Cain ought to confess the whole horror, thrown himself on God’s mercy… He does not.  
He retreats into self pity…. My punishment is more than I can bear…. Who ever finds me
will slay me.” Cain sees what is happening and he doesn’t like it.   

Cain is alienated from his family, from his earth, from God. He turns his back and walks
away from God.

I can not help but think of the two men who walked with Jesus for three years.  They saw
his miracles.  They saw him raise the dead.  They listened to Jesus tell about God’s love,
his offer of forgiveness.  

There came a time in a garden of olive trees, outside the walls of Jerusalem. One man
Judas betrayed Jesus for 30 pieces of silver.  The other man, Peter, followed Jesus into
the courtyard of the High Priest.  It was there that he too betrayed Jesus, he lied, saying:
“I do not know the man…” in order to save his own skin.  
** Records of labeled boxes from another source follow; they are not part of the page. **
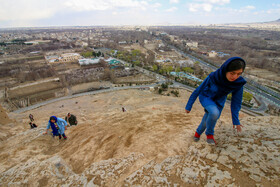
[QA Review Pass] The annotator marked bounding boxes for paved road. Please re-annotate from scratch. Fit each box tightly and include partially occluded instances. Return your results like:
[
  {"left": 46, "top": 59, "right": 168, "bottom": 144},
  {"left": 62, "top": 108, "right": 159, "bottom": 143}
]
[
  {"left": 14, "top": 56, "right": 272, "bottom": 115},
  {"left": 165, "top": 41, "right": 280, "bottom": 109}
]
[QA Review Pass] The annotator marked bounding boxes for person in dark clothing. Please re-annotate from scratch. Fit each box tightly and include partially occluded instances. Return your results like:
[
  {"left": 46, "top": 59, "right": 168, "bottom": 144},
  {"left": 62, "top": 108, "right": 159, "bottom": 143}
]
[
  {"left": 44, "top": 116, "right": 67, "bottom": 140},
  {"left": 185, "top": 57, "right": 246, "bottom": 145},
  {"left": 29, "top": 122, "right": 37, "bottom": 129},
  {"left": 65, "top": 113, "right": 78, "bottom": 126}
]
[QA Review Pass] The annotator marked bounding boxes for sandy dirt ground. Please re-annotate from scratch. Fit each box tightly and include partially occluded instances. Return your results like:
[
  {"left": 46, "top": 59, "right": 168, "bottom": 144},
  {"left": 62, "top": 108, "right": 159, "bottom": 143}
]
[{"left": 0, "top": 90, "right": 280, "bottom": 186}]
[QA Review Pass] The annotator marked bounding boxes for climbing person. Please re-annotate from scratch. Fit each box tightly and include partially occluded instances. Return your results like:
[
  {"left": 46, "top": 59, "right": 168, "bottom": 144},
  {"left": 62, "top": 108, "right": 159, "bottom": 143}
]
[
  {"left": 44, "top": 116, "right": 67, "bottom": 140},
  {"left": 122, "top": 107, "right": 126, "bottom": 112},
  {"left": 185, "top": 57, "right": 246, "bottom": 145},
  {"left": 65, "top": 113, "right": 78, "bottom": 126},
  {"left": 29, "top": 114, "right": 34, "bottom": 122},
  {"left": 29, "top": 122, "right": 37, "bottom": 129}
]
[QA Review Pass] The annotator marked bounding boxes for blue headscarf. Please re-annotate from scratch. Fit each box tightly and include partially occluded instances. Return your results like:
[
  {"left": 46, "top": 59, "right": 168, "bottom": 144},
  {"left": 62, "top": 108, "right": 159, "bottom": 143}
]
[
  {"left": 209, "top": 57, "right": 246, "bottom": 98},
  {"left": 49, "top": 116, "right": 59, "bottom": 136}
]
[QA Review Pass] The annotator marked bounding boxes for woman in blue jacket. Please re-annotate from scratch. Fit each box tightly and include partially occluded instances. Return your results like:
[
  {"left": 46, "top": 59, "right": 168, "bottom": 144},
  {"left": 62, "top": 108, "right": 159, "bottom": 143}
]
[
  {"left": 45, "top": 116, "right": 67, "bottom": 139},
  {"left": 185, "top": 57, "right": 246, "bottom": 144}
]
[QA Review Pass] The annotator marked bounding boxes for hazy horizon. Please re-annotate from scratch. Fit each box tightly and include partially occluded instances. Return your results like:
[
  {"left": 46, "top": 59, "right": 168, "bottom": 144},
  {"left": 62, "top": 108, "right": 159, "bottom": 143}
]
[{"left": 0, "top": 0, "right": 280, "bottom": 28}]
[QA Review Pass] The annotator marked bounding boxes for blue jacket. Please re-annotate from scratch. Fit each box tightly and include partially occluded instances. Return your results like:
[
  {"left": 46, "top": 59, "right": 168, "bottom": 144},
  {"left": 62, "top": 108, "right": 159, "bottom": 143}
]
[
  {"left": 47, "top": 118, "right": 67, "bottom": 135},
  {"left": 185, "top": 76, "right": 243, "bottom": 125}
]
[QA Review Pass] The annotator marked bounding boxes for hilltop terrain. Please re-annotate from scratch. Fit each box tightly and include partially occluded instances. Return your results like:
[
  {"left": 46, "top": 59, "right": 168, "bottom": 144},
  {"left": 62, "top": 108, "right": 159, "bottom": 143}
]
[{"left": 0, "top": 90, "right": 280, "bottom": 186}]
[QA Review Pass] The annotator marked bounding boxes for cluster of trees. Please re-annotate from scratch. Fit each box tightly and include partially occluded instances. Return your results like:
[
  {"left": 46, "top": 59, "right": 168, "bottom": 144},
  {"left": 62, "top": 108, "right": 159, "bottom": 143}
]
[{"left": 152, "top": 27, "right": 280, "bottom": 72}]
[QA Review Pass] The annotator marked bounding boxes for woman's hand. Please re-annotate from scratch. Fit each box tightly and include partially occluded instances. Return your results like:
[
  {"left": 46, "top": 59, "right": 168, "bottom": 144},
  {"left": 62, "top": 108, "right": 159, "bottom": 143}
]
[{"left": 233, "top": 125, "right": 243, "bottom": 132}]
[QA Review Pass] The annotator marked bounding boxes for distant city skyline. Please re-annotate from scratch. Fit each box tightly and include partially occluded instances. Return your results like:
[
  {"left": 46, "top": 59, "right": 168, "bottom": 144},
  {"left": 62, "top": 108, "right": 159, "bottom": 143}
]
[{"left": 0, "top": 0, "right": 280, "bottom": 28}]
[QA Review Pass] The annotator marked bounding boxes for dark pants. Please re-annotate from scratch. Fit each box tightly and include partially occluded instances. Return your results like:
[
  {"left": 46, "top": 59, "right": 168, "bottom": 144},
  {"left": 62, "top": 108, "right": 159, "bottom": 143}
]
[{"left": 58, "top": 133, "right": 67, "bottom": 139}]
Their self reflection was different.  Both admitted their action was wrong.  Peter wept
bitterly, but Judas, well, for reasons we do not know, could not grasp to his own heart the
very words he heard Jesus say to the paralytic:  “Your sins are forgiven.”  

Cain could have collapsed and asked for God’s mercy and forgiveness…he in stead
turned his back on God and walked away.  Judas went out and hanged himself.  But we
find Peter at the cross.

Phillip Hiller, the hymn writer, in 1767 wrote these words:
“All my sins have been forgiven. God is merciful to me.
My account is closed for ever, Jesus Christ has paid it all.
Shed His blood my sin to cover, paid the price to save My soul.  
There is now no condemnation, I am fully reconciled;
All my sins have been forgiven, God is merciful to me.”    
(Hymns for the Living Church)  291

At the cross the crowds shouted words of hate.  Jesus never hated back.  He called on his
Father to forgive them.  At the cross we can find intimate friendship with God and each
other restored.  

Intimacy is the experience of knowing and feeling:
acceptance – because of Jesus we have been accepted by God.
we are reassured…of his love...through the joy of worship and prayer.
His word tells   us we can trust the potter who made us.
At the foot of the cross we find harmony with God…. A sense of peace…
an absence of fear of death because Jesus rose from the grave

Now, living under God’s grace, filled with His Spirit we learn to live in an expansive
relationship over a period of time, imitating Jesus.